New quests in the rural-urban dilemma: Clustering of settlement units using the K-means algorithm Kır-kent ikileminde yeni arayışlar: K-means algoritması ile yerleşim birimlerinin kümelendirilmesi


BAYDAN E., YENİGÜL S. B., GÜREL Z. A.

Journal of the Faculty of Engineering and Architecture of Gazi University, cilt.40, sa.3, ss.1467-1478, 2025 (SCI-Expanded) identifier

  • Yayın Türü: Makale / Tam Makale
  • Cilt numarası: 40 Sayı: 3
  • Basım Tarihi: 2025
  • Doi Numarası: 10.17341/gazimmfd.1417659
  • Dergi Adı: Journal of the Faculty of Engineering and Architecture of Gazi University
  • Derginin Tarandığı İndeksler: Science Citation Index Expanded (SCI-EXPANDED), Scopus, Academic Search Premier, Art Source, Compendex, TR DİZİN (ULAKBİM)
  • Sayfa Sayıları: ss.1467-1478
  • Anahtar Kelimeler: artificial intelligence, clustering, K-means, machine learning, rural-urban distinction
  • Gazi Üniversitesi Adresli: Evet

Özet

This study aims to analyze and characterize the settlement units (neighborhoods) of Ankara province within the framework of the rural-urban dichotomy. In this context, settlement units have been subjected to clustering using the K-means algorithm. In the study, models obtained through the K-means algorithm were compared using two different classification methods based on TÜİK (Turkish Statistical Institute) and Ankara Metropolitan Municipality council decisions.
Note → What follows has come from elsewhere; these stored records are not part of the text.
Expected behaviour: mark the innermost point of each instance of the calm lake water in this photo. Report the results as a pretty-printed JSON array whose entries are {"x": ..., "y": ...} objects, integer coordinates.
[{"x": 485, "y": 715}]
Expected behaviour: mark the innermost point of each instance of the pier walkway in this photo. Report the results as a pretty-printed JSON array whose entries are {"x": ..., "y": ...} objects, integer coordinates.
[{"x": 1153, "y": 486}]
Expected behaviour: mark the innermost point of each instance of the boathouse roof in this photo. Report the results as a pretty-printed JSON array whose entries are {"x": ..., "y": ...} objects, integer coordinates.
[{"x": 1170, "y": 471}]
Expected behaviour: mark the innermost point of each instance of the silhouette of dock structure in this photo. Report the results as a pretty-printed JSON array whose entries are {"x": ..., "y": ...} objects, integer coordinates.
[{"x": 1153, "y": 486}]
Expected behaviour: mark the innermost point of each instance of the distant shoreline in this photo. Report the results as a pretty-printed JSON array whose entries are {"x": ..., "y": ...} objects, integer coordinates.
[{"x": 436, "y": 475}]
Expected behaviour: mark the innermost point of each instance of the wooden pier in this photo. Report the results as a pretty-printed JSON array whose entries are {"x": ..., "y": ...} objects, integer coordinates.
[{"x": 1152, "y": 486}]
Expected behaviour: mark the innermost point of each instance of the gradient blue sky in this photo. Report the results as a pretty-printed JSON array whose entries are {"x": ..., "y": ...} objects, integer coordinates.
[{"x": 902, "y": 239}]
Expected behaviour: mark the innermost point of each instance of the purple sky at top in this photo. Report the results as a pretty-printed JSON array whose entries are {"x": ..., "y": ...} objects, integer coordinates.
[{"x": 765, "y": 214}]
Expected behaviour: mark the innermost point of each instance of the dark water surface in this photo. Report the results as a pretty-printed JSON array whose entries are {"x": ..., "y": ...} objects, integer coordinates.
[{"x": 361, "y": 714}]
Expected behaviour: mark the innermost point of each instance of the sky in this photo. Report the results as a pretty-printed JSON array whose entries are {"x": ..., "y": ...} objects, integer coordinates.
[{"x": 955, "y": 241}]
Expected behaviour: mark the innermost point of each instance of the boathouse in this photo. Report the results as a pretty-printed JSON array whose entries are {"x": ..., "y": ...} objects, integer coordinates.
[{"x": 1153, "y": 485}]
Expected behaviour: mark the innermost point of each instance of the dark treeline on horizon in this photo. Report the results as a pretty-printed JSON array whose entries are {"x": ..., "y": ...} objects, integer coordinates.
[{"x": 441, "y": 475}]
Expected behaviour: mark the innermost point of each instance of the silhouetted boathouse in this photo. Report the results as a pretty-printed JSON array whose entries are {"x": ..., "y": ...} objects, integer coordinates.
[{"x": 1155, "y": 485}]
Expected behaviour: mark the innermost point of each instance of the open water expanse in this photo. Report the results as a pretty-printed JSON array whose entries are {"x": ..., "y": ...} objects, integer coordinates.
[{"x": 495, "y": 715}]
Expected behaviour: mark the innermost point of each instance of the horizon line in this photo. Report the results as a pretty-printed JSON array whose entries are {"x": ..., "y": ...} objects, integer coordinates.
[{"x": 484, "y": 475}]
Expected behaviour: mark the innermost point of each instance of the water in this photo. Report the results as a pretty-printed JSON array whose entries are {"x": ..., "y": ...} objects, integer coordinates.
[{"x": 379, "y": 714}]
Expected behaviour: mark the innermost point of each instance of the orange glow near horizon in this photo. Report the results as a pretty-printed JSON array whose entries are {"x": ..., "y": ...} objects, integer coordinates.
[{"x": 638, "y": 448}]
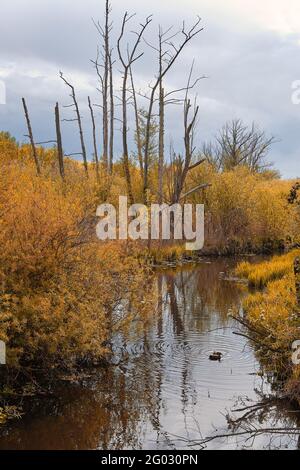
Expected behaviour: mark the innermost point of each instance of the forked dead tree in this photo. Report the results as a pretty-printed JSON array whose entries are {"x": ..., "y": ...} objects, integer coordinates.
[
  {"x": 127, "y": 61},
  {"x": 30, "y": 135},
  {"x": 78, "y": 119},
  {"x": 59, "y": 143},
  {"x": 106, "y": 81},
  {"x": 170, "y": 58},
  {"x": 94, "y": 139}
]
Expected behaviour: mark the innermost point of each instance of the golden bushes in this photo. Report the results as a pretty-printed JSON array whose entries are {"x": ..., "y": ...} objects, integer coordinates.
[
  {"x": 62, "y": 293},
  {"x": 273, "y": 315},
  {"x": 245, "y": 208},
  {"x": 259, "y": 275}
]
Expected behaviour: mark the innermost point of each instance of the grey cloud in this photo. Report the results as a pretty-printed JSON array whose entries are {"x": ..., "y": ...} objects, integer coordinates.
[{"x": 249, "y": 72}]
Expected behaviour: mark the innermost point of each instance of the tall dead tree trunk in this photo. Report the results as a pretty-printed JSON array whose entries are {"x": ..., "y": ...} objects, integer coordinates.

According to the artificial intelligence model developed using the K-means algorithm, 9% of the settlements (1432 units) in Ankara province are clustered as densely rural (cluster-2), 11% as densely urban (cluster-3), 38% as urban with rural interaction (cluster-0), and 42% as rural with urban interaction (cluster-1). The results indicate that the K-means algorithm can be useful in evaluating the effects of various strategies and policies in planning processes. However, it is essential to consider the specific parameter dependencies and limitations of this model. The study is envisioned to provide a more detailed perspective on the distinction between urban and rural areas, aiming to offer a fresh understanding in areas such as regional planning, resource management, and public service delivery.